Reflexiones diarias sobre argumentos de espiritualidad y vida carmelitana, con incursiones en el mundo del arte y de la cultura

miércoles, 9 de noviembre de 2016

Ábside de la basílica de san Juan de Letrán


El 9 de noviembre se celebra el aniversario de la consagración de la catedral de Roma (año 324), oficialmente dedicada al santísimo Salvador del mundo y popularmente conocida como san Juan de Letrán.

Es considerada "madre y cabeza de todas las iglesias" por ser el primer templo cristiano de la historia, construido en el siglo IV, al terminar las persecuciones, sobre un terreno donado por el emperador Constantino al papa de Roma.

El edificio ha sido ampliado y embellecido muchas veces a lo largo de los siglos, hasta alcanzar la forma actual.

He hablado de la historia del templo y recogido algunas fotografías en la entrada titulada "Basílica de san Juan de Letrán" (que pueden consultar aquí).

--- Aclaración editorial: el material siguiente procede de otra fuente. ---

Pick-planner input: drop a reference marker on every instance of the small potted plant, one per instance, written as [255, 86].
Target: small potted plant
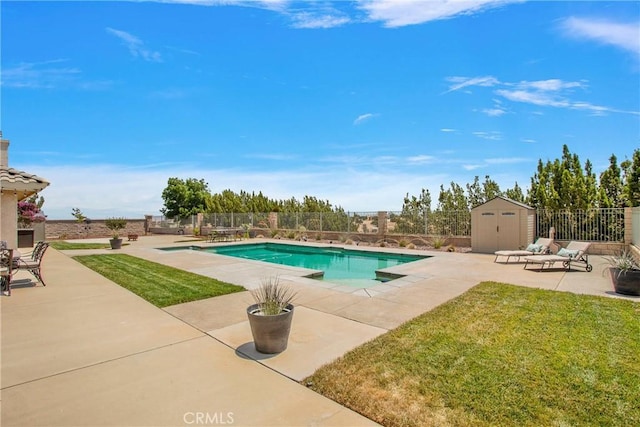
[270, 317]
[115, 225]
[625, 273]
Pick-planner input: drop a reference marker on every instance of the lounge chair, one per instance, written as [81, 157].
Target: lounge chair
[6, 270]
[574, 254]
[542, 246]
[32, 263]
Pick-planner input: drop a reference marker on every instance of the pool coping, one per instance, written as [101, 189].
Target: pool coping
[304, 276]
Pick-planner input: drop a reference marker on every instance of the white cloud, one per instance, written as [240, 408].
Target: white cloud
[420, 159]
[494, 112]
[363, 118]
[136, 46]
[471, 167]
[550, 85]
[462, 82]
[398, 13]
[492, 136]
[312, 20]
[39, 75]
[536, 98]
[97, 189]
[506, 160]
[625, 36]
[545, 93]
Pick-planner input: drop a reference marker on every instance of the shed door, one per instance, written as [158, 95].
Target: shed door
[497, 230]
[487, 235]
[508, 230]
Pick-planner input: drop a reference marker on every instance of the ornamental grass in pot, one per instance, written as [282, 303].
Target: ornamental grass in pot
[625, 273]
[270, 317]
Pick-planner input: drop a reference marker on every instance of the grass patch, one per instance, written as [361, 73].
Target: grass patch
[61, 245]
[159, 284]
[498, 355]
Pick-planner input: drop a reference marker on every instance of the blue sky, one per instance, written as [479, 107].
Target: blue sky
[355, 102]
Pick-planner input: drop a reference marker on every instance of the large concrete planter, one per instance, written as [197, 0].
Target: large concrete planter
[626, 283]
[270, 333]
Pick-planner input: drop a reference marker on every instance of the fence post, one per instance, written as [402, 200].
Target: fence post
[382, 222]
[628, 225]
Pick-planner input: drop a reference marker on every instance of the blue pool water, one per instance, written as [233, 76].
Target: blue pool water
[344, 266]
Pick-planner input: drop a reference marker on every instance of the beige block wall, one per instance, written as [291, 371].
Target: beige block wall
[72, 229]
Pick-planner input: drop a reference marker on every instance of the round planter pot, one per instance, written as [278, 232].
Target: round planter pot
[627, 283]
[270, 333]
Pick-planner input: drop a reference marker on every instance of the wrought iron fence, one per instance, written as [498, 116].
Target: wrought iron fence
[598, 225]
[594, 225]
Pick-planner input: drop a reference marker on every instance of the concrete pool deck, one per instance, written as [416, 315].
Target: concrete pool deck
[84, 351]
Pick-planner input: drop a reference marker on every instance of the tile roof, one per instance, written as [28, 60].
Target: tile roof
[13, 179]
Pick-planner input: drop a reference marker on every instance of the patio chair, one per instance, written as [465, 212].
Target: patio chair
[32, 264]
[6, 270]
[542, 246]
[31, 255]
[574, 254]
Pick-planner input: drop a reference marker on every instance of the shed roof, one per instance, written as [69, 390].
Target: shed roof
[506, 199]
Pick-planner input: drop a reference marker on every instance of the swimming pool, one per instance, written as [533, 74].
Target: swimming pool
[349, 267]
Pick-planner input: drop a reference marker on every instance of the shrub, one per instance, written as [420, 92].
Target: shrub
[115, 225]
[272, 297]
[438, 242]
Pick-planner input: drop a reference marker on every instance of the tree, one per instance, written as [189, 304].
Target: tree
[29, 212]
[515, 193]
[611, 192]
[632, 179]
[183, 198]
[78, 215]
[479, 194]
[414, 213]
[563, 184]
[452, 199]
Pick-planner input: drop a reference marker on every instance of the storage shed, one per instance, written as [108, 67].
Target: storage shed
[502, 224]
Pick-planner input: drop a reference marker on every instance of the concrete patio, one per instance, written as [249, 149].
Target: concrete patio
[83, 351]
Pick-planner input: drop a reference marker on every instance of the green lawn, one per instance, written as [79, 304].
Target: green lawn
[499, 355]
[159, 284]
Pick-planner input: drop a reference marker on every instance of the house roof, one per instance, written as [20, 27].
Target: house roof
[21, 182]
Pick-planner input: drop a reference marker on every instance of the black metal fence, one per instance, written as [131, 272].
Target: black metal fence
[597, 225]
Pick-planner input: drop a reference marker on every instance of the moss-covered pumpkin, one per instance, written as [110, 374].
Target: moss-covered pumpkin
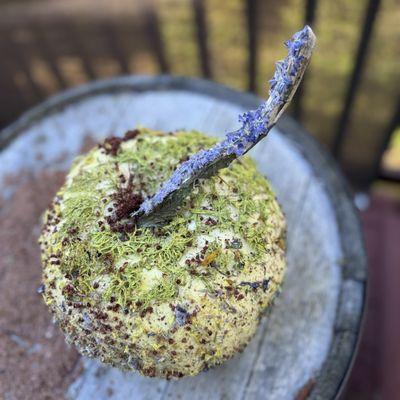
[169, 301]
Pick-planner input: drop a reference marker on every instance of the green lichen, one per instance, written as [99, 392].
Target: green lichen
[225, 233]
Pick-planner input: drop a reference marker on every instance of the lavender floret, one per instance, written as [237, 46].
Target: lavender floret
[255, 125]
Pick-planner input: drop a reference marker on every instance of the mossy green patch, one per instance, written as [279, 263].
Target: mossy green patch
[219, 259]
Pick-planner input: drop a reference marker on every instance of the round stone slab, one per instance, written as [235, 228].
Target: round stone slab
[304, 347]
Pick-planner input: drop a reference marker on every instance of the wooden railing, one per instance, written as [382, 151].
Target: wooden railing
[31, 43]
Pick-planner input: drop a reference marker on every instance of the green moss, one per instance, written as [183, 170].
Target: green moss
[116, 295]
[152, 158]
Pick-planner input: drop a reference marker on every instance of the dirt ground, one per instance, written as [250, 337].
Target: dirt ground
[35, 361]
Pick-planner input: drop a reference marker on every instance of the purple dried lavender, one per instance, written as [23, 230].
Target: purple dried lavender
[255, 125]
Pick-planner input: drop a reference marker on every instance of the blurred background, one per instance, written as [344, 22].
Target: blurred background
[349, 100]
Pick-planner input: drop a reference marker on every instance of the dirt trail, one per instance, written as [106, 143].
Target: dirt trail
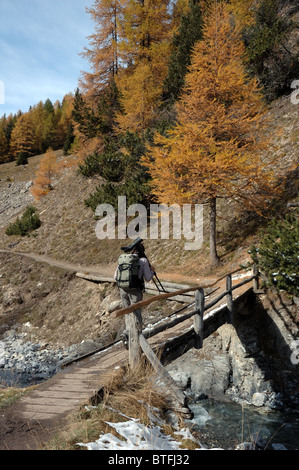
[104, 270]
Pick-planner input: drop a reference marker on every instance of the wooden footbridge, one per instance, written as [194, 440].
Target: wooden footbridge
[204, 309]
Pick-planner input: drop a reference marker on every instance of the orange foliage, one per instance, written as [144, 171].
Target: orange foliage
[213, 151]
[48, 168]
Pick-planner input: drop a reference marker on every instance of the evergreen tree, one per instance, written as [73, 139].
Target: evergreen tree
[145, 47]
[212, 151]
[278, 253]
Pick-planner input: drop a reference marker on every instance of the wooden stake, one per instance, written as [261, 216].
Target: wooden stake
[198, 318]
[229, 299]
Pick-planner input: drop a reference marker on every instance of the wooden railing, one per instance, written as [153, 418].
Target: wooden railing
[138, 339]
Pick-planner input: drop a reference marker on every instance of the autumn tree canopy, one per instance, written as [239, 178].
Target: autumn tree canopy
[47, 170]
[213, 150]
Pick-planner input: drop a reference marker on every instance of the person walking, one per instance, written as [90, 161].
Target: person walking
[131, 273]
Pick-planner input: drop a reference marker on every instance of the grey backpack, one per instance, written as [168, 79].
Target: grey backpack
[127, 273]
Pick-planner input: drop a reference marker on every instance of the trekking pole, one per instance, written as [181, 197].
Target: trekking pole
[161, 285]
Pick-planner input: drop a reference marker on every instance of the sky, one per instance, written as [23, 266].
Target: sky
[40, 43]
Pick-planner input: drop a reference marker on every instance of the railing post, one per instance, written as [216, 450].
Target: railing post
[133, 332]
[229, 299]
[198, 318]
[256, 279]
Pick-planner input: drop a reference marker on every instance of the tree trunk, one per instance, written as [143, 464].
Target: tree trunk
[215, 260]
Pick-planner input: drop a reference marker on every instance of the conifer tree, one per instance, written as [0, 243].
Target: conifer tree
[213, 149]
[189, 32]
[3, 146]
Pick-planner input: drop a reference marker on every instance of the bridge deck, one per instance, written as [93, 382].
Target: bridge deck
[80, 381]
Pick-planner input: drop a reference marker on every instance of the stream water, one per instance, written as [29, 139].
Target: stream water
[226, 425]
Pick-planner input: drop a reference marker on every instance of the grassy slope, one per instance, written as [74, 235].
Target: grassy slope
[69, 312]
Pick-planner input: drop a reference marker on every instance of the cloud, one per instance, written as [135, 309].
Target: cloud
[40, 43]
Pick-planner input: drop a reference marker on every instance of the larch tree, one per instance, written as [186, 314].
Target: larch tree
[23, 136]
[214, 150]
[3, 146]
[102, 53]
[48, 168]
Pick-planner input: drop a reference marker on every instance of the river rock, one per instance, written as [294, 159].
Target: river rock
[259, 399]
[11, 296]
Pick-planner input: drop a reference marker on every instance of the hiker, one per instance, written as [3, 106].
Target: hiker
[133, 268]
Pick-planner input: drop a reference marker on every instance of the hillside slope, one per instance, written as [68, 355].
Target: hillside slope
[64, 309]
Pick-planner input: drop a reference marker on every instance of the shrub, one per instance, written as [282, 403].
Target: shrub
[22, 158]
[278, 254]
[29, 221]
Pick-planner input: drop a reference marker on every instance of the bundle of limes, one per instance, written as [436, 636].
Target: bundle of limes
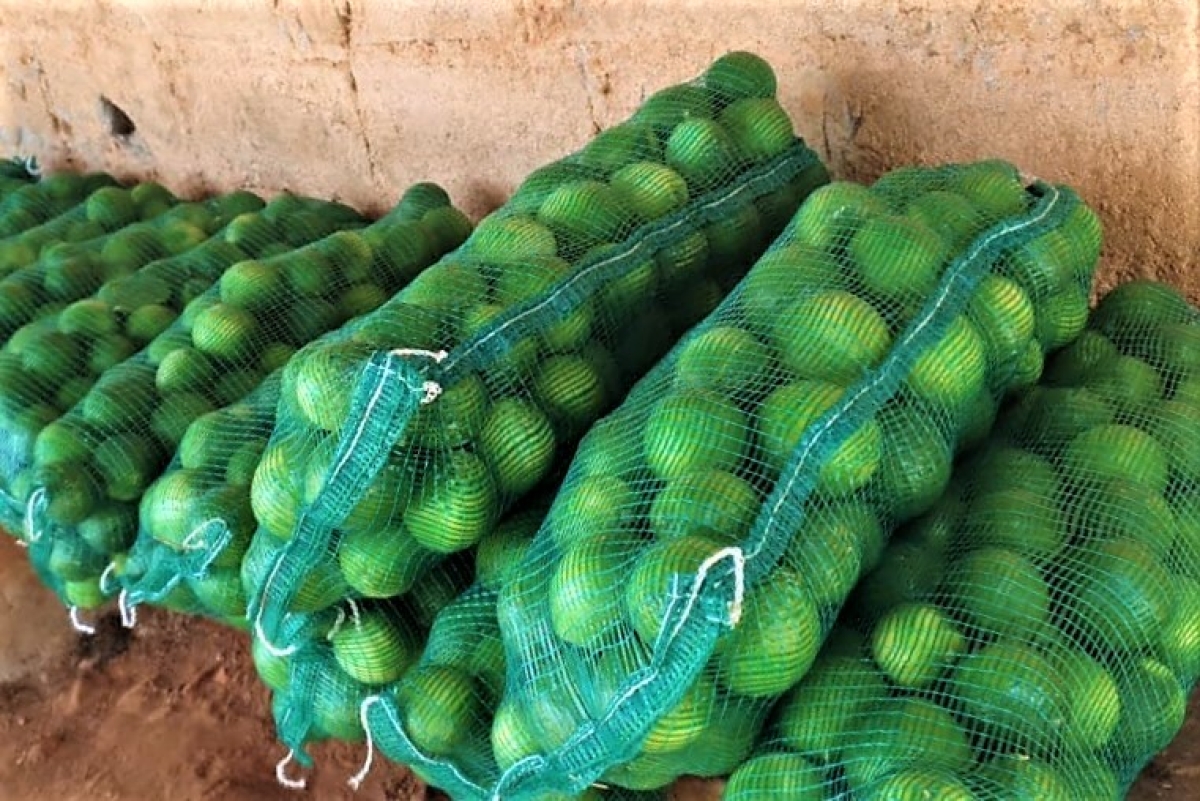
[709, 530]
[91, 467]
[1037, 633]
[406, 439]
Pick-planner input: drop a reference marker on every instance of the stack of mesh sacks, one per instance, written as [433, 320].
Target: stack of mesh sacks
[407, 438]
[665, 603]
[91, 465]
[196, 519]
[1036, 634]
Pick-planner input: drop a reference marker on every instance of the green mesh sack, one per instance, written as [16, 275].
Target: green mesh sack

He hablado de la historia del baptisterio octogonal y recogido fotografías del mismo en la entrada titulada "El baptisterio de san Juan de Letrán" (que pueden consultar aquí).

He recogido la foto de las doce enormes esculturas que representan a los apóstoles en la nave central en la entrada titulada "Los doce apóstoles" (que pueden consultar aquí).

He comentado el evangelio de la misa del día en la entrada titulada "La purificación del templo de Jerusalén" (que pueden consultar aquí).


Hoy quiero hablarles de los impresionantes mosaicos que cubren el ábside. Fueron realizados en el siglo V, transformados en el siglo XIII (con el añadido de las figuras de san Francisco de Asís, san Antonio de Padua, el papa franciscano Nicolás IV y los ángeles que rodean el rostro de Cristo) y desmontados y vueltos a colocar en el siglo XIX.

En la foto de arriba tienen una visión general, con la cruz gemada en el centro, de la que brotan los cuatro ríos del paraíso, a los que se acercan ciervos y ovejas para beber. 

A nuestra izquierda se encuentran la Virgen María, san Pedro y san Pablo y, en tamaño menor, san Francisco de Asís y el papa Nicolás IV de rodillas.

A nuestra derecha están representados san Juan Bautista, san Juan evangelista y san Andrés y, en tamaño menor, san Antonio de Padua.

Encima de la cruz se representa el rostro de Cristo rodeado de ángeles.

Debajo de la cruz se representa la Jerusalén celestial, rodeada de murallas de oro, con el arcángel san Miguel a la puerta y las cabezas de san Pedro y san Pablo en el interior.

La parte inferior de los mosaicos representa el río Jordán, con diversos personajes y peces entre las aguas, así como plantas en las orillas, animales y seres humanos en su actividad cotidiana. Así se indica que el agua que brota de la cruz de Cristo renueva toda la creación.


En el centro se representa la cruz recubierta de joyas, de la que brotan los cuatro ríos del paraíso.


En la cruz se representa a Juan bautista bautizando al Señor en el río Jordán.


A los pies de la cruz encontramos la nueva Jerusalén, con sus muros de oro y piedras preciosas, con san Miguel arcángel a la puerta. En su interior crece el árbol de la vida y un pavo real, símbolo de la inmortalidad. A los lados se asoman san Pedro y san Pablo, columnas de la Iglesia.


Abajo de todo, las aguas del Jordán (como símbolo del bautismo) riegan y fecundan toda la tierra.


En la cima del mosaico se representa el rostro de Cristo rodeado de ángeles.


A la derecha de la cruz (a nuestra izquierda) vemos a la Virgen María que intercede por la Iglesia. A su lado están san Francisco y el papa que mandó rehacer los mosaicos en el siglo XIII.


A la izquierda de la cruz (a nuestra derecha) encontramos a san Juan bautista y a san Antonio más pequeño.